In an exclusive interview, Alice Spague, the deputy district attorney who prosecuted the case, was asked:

DC: Do you expect to see more cases like this?

Ms. Sprague: I do. This case has had a lot of publicity, the insurance companies and their attorneys are more aware and will be looking for this sort of thing. New laws mandate that insurance companies set up fraud detection units. In addition, the company is required to set aside a certain amount of every insurance premium for fraud investigation to a fund that reimburses district attorneys, offices, and other law enforcement agencies to investigate insurance fraud. There is a very substantial amount of money (in the millions) in this fund. These are cases that the state will compensate law enforcement agencies to investigate and prosecute. In the past, you could not afford to conduct this kind of investigation.
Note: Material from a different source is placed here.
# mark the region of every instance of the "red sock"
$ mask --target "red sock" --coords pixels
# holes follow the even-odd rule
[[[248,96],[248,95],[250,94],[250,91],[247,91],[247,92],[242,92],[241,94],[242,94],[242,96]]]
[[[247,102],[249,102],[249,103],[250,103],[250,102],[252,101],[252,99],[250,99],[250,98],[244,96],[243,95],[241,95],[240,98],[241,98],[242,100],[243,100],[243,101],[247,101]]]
DC: Are these kinds of cases unique to the chiropractic profession or are you seeing these problems in other health care profession?

Ms. Sprague: I think that they aren't unique to chiropractors, unfortunately chiropractors' billings are looked at more than than those of MDs. I'm hoping that reading this will have an effect on chiropractors, that they may be dissuaded by the thought of being convicted, losing their license, and spending time in prison. Insurance companies are going to be looking for these types of things."

Dr. Burke could have received a maximum of four years on each of the four counts, a total of 16 years to be served consecutively. Instead, the judge gave him a total of two years to be served _concurrently_, which he has been serving since December 24, 1991. In addition, Dr. Burke was ordered to pay more than $20,000 to the insurance companies involved.

As the department of corrections can reduce an inmate's sentence by one-third to one-half for good conduct/work credit, Dr. Burke could be out of prison as early as the end of this year.

Dr. Burke is currently serving his sentence at San Quentin.